William Gale, co-director of the Tax Policy Center, has dusted off a five-year-old plan to convert tax deductions for retirement savings into flat-rate refundable credits. Gale’s new proposal, like the one he co-wrote in 2006 with Jonathan Gruber and Peter Orszag, would make 401(k) subsidies less skewed toward high-income households.

In the new paper, Gale proposes a version that would raise tax revenues by $450 billion over 10 years by reducing the proposed government match from a revenue-neutral 30 percent to a revenue-raising 18 percent. These savings, which would come primarily from cutting tax breaks for households in the top income quintile, could stave off deeper cuts to other government programs or fund the president’s proposed jobs bill.

This seems like a no-brainer, and from a pure policy perspective, it is. Current tax breaks are very poorly targeted. For the same dollar contribution to a 401(k), high-income taxpayers in the 35 percent tax bracket get a tax break that’s three-and-a-half times larger than the tax break received by moderate-income taxpayers in the 10 percent bracket. Combined with the fact that high-income households can afford to save more, the result is that an estimated two-thirds of these tax breaks go to households in the top 20 percent of the income distribution. And since most high-income households are already saving, they can simply steer funds into tax-favored accounts, which is why “tax break” rather than “tax incentive” is the more accurate term.
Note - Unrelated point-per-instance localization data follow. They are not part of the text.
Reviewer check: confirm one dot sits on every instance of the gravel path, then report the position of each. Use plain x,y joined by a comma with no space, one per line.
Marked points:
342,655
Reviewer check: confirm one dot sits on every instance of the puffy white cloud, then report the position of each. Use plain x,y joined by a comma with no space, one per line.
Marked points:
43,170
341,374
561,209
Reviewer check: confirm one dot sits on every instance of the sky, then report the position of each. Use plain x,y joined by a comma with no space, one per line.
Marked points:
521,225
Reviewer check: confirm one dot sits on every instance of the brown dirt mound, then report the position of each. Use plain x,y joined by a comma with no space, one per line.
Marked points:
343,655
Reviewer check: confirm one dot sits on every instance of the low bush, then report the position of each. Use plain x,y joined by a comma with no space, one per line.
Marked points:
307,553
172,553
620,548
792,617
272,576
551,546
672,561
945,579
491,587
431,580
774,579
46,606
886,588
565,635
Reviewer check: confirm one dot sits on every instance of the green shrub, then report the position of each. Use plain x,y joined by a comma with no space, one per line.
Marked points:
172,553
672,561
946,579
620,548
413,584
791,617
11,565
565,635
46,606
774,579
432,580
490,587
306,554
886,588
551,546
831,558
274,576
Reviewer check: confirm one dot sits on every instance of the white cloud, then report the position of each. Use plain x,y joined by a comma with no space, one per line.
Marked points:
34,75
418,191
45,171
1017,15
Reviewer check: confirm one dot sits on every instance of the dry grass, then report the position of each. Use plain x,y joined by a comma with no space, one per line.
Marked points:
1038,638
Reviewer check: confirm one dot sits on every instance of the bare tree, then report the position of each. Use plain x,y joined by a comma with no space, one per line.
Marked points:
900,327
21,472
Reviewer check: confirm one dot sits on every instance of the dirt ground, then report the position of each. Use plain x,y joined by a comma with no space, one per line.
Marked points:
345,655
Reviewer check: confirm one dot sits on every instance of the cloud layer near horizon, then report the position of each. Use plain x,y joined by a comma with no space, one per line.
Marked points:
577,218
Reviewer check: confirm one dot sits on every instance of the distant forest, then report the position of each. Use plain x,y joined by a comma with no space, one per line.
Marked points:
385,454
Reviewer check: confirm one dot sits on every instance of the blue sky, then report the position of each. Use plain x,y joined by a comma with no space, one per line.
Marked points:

Gale touts his plan as a progressive one, and in a sense it is, since it would reduce the cost of a highly regressive tax break while potentially easing the pressure on essential government programs. But there’s a difference between “less regressive” and “progressive.” Most of the subsidies would still flow to high-income households who can afford to save more and who also tend to get more help from their employers.

An 18% government match will not change the fact that high-fee, high-risk, 401(k)s are not an affordable retirement vehicle for low-income or even middle-income families. And since the funds are still taxed when they’re tapped for retirement, the value of the tax break remains tied to investment returns. (It helps to think of the tax break as a no-interest loan from the government, the value of which depends on how much you make investing the funds). This also tends to favor higher-income households who can afford to take on more risk.

If Gale’s plan isn’t a solution to the retirement crisis facing our country, isn’t it at least an improvement over the current system? Certainly, as long as it’s not oversold. Tweaking a broken system can forestall more far-reaching reforms. (This might partly explain why Orszag, in his new role as a Citigroup vice chairman, is still free to tout the plan). A more imminent concern is the fact that Gale promoted his plan at a recent Senate hearing as a way to help soften the blow of what he characterized as unavoidable Social Security cuts.

It’s also too bad that Gale proposed a lower government match rather than reducing the contribution limit. The 2001 Bush tax cuts increased the contribution limit from $10,500 to $15,000 and introduced a higher “catch-up” contribution for older workers (these limits are now indexed for inflation). Few middle-class households can afford to contribute $10,500, let alone the current limit of $16,500 (or $22,000 for those 50 and older). Lowering these limits but keeping the 30 percent match would be more progressive and have a real incentive effect, as middle-income households might actually increase their retirement saving, as opposed to high-income households simply shifting money around.